Credo che per onestà e giustizia si debba sempre conoscere quanto legittimamente si vuole giudicare, ancora di più se col fine di una possibile condanna: diversamente si rivela solo presunzione, disonestà culturale e morale.
Mi ha amareggiato vedere tra i detrattori della mostra talune persone, da me conosciute quando erano studenti universitari, supportati dal mio lavoro di funzionario nelle loro ricerche presso l’Archivio di Stato di Forlì: li ricordavo simpatici giovani con la speranza di cambiare il mondo, come i “Quattro amici al bar” di Gino Paoli; poi li ho saputi assunti in istituzioni culturali pubbliche per concorsi fortemente condizionati da “patrocinio di partito”, una sorta di “un aiutino, Mara”, ricordate?; infine, me li sono ritrovati miei accusatori per la mostra su Dante!

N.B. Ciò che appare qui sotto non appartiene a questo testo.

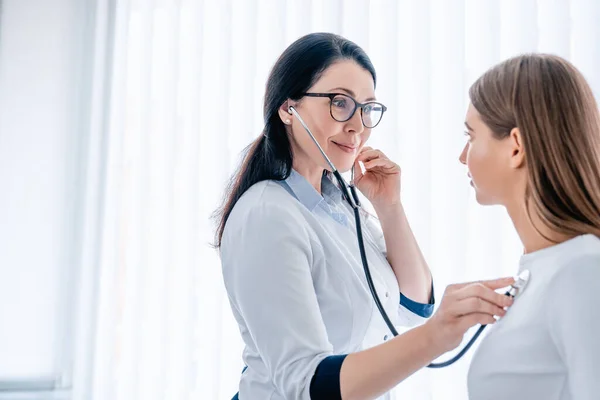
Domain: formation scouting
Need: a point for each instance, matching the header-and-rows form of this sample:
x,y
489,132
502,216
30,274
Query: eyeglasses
x,y
342,107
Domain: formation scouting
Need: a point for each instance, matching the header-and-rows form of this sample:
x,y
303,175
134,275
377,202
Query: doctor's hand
x,y
463,306
381,181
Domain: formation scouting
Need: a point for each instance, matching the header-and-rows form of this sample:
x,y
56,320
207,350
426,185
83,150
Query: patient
x,y
534,147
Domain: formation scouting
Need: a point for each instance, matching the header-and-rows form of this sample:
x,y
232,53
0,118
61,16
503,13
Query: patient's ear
x,y
517,151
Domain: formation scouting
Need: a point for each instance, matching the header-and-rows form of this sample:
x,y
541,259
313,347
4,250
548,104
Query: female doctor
x,y
290,259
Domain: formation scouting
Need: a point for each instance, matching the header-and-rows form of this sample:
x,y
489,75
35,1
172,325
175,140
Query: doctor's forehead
x,y
348,77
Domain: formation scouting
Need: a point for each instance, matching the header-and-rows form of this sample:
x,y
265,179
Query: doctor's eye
x,y
340,102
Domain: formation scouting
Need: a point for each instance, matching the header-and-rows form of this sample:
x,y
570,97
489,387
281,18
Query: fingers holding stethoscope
x,y
466,305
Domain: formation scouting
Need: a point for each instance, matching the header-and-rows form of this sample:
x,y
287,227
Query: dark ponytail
x,y
270,156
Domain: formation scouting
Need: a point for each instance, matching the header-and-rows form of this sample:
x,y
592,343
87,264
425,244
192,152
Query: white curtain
x,y
183,87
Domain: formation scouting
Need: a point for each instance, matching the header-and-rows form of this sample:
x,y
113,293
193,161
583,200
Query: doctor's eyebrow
x,y
351,93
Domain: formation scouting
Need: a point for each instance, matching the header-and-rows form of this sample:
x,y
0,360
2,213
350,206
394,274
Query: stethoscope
x,y
349,192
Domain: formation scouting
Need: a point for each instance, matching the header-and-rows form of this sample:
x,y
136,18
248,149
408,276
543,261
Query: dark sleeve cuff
x,y
325,384
422,310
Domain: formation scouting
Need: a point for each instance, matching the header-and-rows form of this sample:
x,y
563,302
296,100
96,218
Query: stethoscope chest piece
x,y
520,283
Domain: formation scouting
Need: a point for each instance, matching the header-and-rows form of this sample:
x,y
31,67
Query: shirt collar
x,y
307,194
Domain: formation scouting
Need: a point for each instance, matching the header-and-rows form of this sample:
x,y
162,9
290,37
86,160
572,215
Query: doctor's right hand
x,y
465,305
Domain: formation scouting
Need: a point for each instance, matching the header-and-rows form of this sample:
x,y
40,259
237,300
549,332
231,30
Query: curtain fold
x,y
187,80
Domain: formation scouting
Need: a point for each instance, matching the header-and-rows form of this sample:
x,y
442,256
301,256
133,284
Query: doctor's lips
x,y
349,147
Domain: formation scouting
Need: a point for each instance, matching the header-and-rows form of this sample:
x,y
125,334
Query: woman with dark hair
x,y
533,147
291,263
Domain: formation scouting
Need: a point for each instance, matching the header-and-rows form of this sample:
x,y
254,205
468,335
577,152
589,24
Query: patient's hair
x,y
553,106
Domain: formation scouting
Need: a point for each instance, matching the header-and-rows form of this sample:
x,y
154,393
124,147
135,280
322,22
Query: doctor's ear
x,y
285,113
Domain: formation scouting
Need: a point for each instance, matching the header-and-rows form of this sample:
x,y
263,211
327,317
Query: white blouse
x,y
548,344
297,287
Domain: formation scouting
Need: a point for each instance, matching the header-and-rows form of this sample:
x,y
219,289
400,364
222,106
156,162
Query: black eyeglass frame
x,y
357,105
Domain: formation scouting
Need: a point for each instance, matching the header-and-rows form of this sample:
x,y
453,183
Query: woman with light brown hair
x,y
533,146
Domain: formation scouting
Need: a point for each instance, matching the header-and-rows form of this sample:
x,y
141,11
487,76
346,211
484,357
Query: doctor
x,y
290,259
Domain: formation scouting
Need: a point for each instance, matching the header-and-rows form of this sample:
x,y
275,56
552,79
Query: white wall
x,y
40,64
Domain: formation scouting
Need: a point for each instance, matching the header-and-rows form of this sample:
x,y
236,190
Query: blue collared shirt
x,y
297,288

Proprio vero, si nasce piromani e spesso si diventa pompieri per la propria convenienza, tradendo sé stessi e i principi di un tempo, magari sino a colpire gli altri in modo proditorio.
Nel caso de “La fortuna di Dante nel Ventennio” qualcuno ha voluto insensatamente giudicare senza conoscere e ciò è solo esibizione di arroganza e autoritarismo, comportamenti intollerabili, anzi incompatibili con l’amore per la cultura che, innanzitutto, è verità.

Questi detrattori, tanto inclini all’offesa, addirittura al vomito sulla mostra sotto accusa, mi ricordano tanto quegli pseudointellettuali di sinistra che firmarono il cosiddetto “manifesto contro il commissario Calabresi”, pubblicato dal settimanale L’Espresso il 13 giugno 1971 o, ancora, mi ricordano il settarismo di quanti sempre a sinistra gridano contro il pericolo fascista e tuttora dicono che i terroristi rossi, invece, sono solo “compagni che hanno sbagliato”.
Non sono mai stato un nostalgico del vecchio regime né solo un militante di destra, cerco di essere un uomo libero, pure controcorrente, se ci riesco coraggioso, come richiede il viaggio giusto e imparziale della cultura.